El Chapo’s rise from impoverished orange seller to Forbes-listed billionaire funnelling vast quantities of marijuana, cocaine and other drugs to the US has long been the subject of intense speculation.

Guzmán Ortiz’s explanation is that he bought protection at the highest official level, dispatching representatives to meetings with senior politicians and their representatives.

“All I know is that my dad told his lawyer to deliver some cheques to [a politician’s] campaign, and asked that he respect him.”

She said the family was considering releasing copies of the cheques along with names of officials and politicians who accepted his support.

Guzmán Ortiz is not the only member of El Chapo’s family to have approached the media, suggesting a concerted attempt by the capo to promote his version of events–or exert pressure on Mexican authorities.

El Chapo’s meeting with Penn was enabled by the actress Kate del Castillo, who hoped to produce a biopic of the drug lord, and his lawyers contacted at least two authors over a possible biography.
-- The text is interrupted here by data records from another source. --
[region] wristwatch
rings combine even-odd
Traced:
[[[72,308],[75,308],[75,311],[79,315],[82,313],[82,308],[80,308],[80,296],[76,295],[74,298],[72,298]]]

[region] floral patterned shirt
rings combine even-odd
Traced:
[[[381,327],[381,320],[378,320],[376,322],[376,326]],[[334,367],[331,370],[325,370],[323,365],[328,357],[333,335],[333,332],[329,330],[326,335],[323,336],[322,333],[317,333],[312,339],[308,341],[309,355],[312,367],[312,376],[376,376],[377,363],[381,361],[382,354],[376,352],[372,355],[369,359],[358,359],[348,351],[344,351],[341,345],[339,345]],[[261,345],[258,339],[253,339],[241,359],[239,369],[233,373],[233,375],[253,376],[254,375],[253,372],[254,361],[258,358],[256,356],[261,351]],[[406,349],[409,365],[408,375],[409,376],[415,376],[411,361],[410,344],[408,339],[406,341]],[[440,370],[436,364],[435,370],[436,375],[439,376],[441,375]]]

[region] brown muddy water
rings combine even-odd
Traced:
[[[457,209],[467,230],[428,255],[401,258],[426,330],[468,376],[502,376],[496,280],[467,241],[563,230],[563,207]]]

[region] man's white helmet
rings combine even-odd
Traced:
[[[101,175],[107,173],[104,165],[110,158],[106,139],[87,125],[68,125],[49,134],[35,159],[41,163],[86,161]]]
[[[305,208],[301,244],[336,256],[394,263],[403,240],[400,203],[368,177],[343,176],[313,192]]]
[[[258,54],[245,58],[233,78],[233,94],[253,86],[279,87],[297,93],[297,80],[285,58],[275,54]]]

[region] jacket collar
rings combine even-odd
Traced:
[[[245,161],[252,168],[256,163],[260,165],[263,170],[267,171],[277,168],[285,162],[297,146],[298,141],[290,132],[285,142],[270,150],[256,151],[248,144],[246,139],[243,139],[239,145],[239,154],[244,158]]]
In recent weeks his third wife, Emma Coronel, has granted a string of television interviews.

El Chapo earned worldwide notoriety with his dramatic jailbreaks from high-security prisons: in 2001 he reportedly left Puente Grande prison near Guadalajara hidden in a laundry basket, and in July 2015 he left Altiplano on a modified motorbike which carried him through a mile-long tunnel.

The second breakout was widely seen as an especially humiliating blow to the government of President Enrique Peña Nieto, but according to his daughter, senior officials had already given the green light for the escape.
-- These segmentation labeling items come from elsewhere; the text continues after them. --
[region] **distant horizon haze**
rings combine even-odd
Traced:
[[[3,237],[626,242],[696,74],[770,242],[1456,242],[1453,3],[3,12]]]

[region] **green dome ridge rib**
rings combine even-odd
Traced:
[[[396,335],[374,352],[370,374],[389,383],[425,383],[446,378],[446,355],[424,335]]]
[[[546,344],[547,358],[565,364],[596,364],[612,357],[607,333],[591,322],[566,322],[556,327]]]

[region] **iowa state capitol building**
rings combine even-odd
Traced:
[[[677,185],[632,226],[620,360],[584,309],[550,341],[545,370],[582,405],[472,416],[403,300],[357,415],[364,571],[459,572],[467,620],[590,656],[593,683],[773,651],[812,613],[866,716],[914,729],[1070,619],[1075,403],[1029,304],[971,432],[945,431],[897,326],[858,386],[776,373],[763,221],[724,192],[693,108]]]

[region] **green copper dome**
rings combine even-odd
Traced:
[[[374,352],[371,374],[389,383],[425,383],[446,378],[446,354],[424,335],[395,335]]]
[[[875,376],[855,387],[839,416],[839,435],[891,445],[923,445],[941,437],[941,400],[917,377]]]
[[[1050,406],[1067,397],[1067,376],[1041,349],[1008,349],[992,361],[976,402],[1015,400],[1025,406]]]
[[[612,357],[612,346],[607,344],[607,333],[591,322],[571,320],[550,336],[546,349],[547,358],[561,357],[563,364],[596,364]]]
“My dad’s escape was an agreement,” she said.

At least 34 people have been charged with helping El Chapo escape, including the former director of Altiplano prison and the head of Mexico’s federal prison system.
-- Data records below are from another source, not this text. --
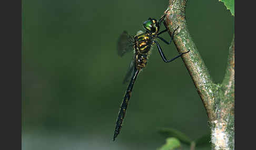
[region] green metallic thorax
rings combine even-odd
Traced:
[[[154,44],[154,36],[149,32],[139,33],[134,36],[135,60],[138,69],[146,67],[148,54]]]

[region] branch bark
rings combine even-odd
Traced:
[[[211,130],[212,149],[234,149],[234,36],[222,84],[213,82],[189,34],[185,19],[185,0],[170,0],[164,24],[170,35],[178,26],[173,41],[182,56],[204,104]]]

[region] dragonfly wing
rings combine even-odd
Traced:
[[[132,78],[132,74],[134,72],[134,60],[133,60],[131,62],[130,64],[129,68],[128,68],[128,70],[127,71],[126,74],[124,77],[124,80],[123,81],[123,84],[124,84],[128,81],[131,80],[131,78]]]
[[[117,41],[117,54],[122,57],[126,52],[133,50],[134,38],[124,31]]]

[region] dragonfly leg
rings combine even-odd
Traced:
[[[160,45],[159,44],[159,42],[158,41],[154,40],[154,42],[156,44],[156,46],[157,47],[158,51],[159,51],[159,53],[160,53],[161,57],[163,59],[163,60],[165,62],[170,62],[173,60],[174,60],[175,59],[178,58],[179,57],[181,57],[182,55],[186,53],[187,52],[189,52],[190,50],[189,50],[189,51],[186,51],[185,52],[182,52],[182,53],[180,54],[179,55],[176,56],[175,57],[170,59],[170,60],[167,60],[166,58],[165,57],[165,56],[164,56],[164,54],[163,53],[163,51],[162,50],[162,49],[160,47]]]
[[[166,43],[166,44],[168,45],[169,45],[170,44],[171,42],[172,42],[172,40],[173,40],[173,36],[174,35],[174,34],[175,34],[175,31],[179,28],[179,27],[178,27],[178,28],[176,28],[174,31],[173,31],[173,34],[172,34],[172,37],[171,38],[171,39],[170,40],[170,41],[168,42],[167,41],[166,41],[165,39],[164,39],[163,38],[159,36],[158,35],[159,35],[160,34],[162,34],[164,32],[165,30],[166,30],[167,31],[167,29],[165,29],[161,32],[160,32],[159,34],[157,34],[157,36],[156,36],[157,38],[158,38],[159,39],[161,39],[162,41],[164,42],[165,43]]]

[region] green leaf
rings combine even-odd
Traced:
[[[176,137],[176,138],[179,139],[181,143],[185,144],[188,145],[190,145],[192,142],[192,140],[185,134],[174,128],[164,128],[161,129],[159,131],[159,132],[166,137]]]
[[[181,146],[179,140],[174,137],[169,137],[166,139],[165,144],[161,147],[157,148],[157,150],[172,150]]]
[[[234,0],[219,0],[219,1],[223,2],[227,9],[230,10],[231,15],[234,16]]]
[[[203,146],[208,144],[211,144],[211,134],[209,133],[202,136],[201,137],[195,140],[195,146],[200,147]]]

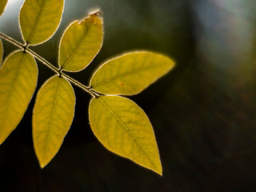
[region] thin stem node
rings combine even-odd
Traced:
[[[56,66],[54,66],[54,65],[52,65],[50,62],[49,62],[46,59],[45,59],[44,58],[42,58],[42,56],[40,56],[39,54],[38,54],[37,53],[35,53],[34,51],[33,51],[32,50],[30,50],[29,48],[30,44],[28,42],[26,42],[25,45],[22,45],[22,43],[18,42],[17,40],[9,37],[8,35],[2,34],[0,32],[0,38],[2,38],[2,39],[12,43],[13,45],[18,46],[18,48],[20,48],[22,50],[23,50],[24,52],[26,53],[30,53],[30,54],[32,54],[37,60],[38,60],[40,62],[42,62],[42,64],[44,64],[45,66],[46,66],[49,69],[52,70],[53,71],[54,71],[56,74],[58,74],[59,75],[59,77],[64,77],[66,78],[69,82],[70,82],[72,84],[80,87],[81,89],[82,89],[85,92],[90,94],[92,97],[98,97],[98,94],[94,91],[92,91],[90,90],[90,87],[86,86],[85,85],[82,84],[81,82],[79,82],[78,81],[74,79],[73,78],[70,77],[69,75],[63,73],[63,69],[62,67],[60,67],[59,69],[58,69]]]

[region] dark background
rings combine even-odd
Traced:
[[[10,0],[0,31],[21,40]],[[34,96],[0,146],[1,191],[255,191],[256,2],[254,0],[66,0],[62,24],[31,47],[56,65],[67,25],[99,7],[104,43],[94,61],[70,75],[88,84],[99,63],[149,50],[176,61],[170,73],[130,97],[151,120],[163,176],[107,151],[88,120],[90,96],[74,87],[76,114],[56,157],[41,170],[33,150]],[[15,49],[4,42],[5,55]],[[38,86],[52,72],[38,63]]]

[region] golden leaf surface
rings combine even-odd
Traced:
[[[102,38],[102,20],[97,13],[71,23],[61,39],[60,67],[73,72],[86,68],[100,50]]]
[[[119,96],[94,98],[89,118],[94,134],[109,150],[162,175],[152,126],[136,103]]]
[[[39,90],[34,106],[33,142],[40,166],[59,150],[74,115],[75,95],[70,83],[54,76]]]
[[[31,46],[50,39],[62,16],[64,0],[26,0],[19,14],[22,38]]]
[[[104,94],[138,94],[174,66],[170,58],[153,52],[129,53],[107,61],[93,75],[91,88]]]
[[[18,50],[11,53],[0,70],[0,144],[16,128],[32,98],[38,70],[34,58]]]

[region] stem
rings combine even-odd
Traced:
[[[34,52],[32,50],[29,49],[27,45],[23,45],[21,42],[16,41],[15,39],[7,36],[6,34],[4,34],[1,33],[1,32],[0,32],[0,37],[2,38],[5,39],[6,41],[12,43],[13,45],[18,46],[18,48],[20,48],[23,51],[30,53],[36,59],[38,59],[42,64],[46,66],[49,69],[52,70],[53,71],[54,71],[58,75],[65,77],[69,82],[70,82],[74,85],[80,87],[84,91],[86,91],[86,93],[90,94],[92,97],[98,96],[98,94],[96,94],[94,91],[90,90],[90,87],[86,86],[85,85],[83,85],[82,83],[79,82],[78,81],[74,79],[70,76],[64,74],[61,69],[58,69],[56,66],[54,66],[50,62],[49,62],[46,59],[45,59],[44,58],[41,57],[39,54],[38,54],[37,53]]]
Towards the end of last year, the net appeared to be closing in on El Chapo after he arranged a meeting with del Castillo and Penn, who were under surveillance by intelligence agents. In October, the Mexican military launched a massive operation in the mountainous region between Sinaloa and Durango states, but failed to capture the cartel boss.

The following month, another attempt to capture El Chapo–during a planned family reunion at the home of El Chapo’s mother in the village of La Tuna, Sinaloa–was also foiled after a high-placed source in the secretariat of national defence tipped off the family, said Guzmán Ortiz.

El Chapo’s luck finally ran out in January, when he was cornered in the coastal town of Los Mochis. The daughter attributed her father’s capture to a betrayal by senior Mexican officials and politicians. “If there’s a pact, they don’t respect it. Now that they catch him they say he’s a criminal, a killer. But they didn’t say that when they asked for money for their campaigns. They’re hypocrites.”

A US citizen, Guzmán Ortiz runs a chain of small businesses in California and speaks fluent English. She compared herself to narco juniors–a Mexican term for the privileged offspring of the country’s drug lords–but said any money she received from her father was clean.

“My businesses are the result of my own efforts,” she said.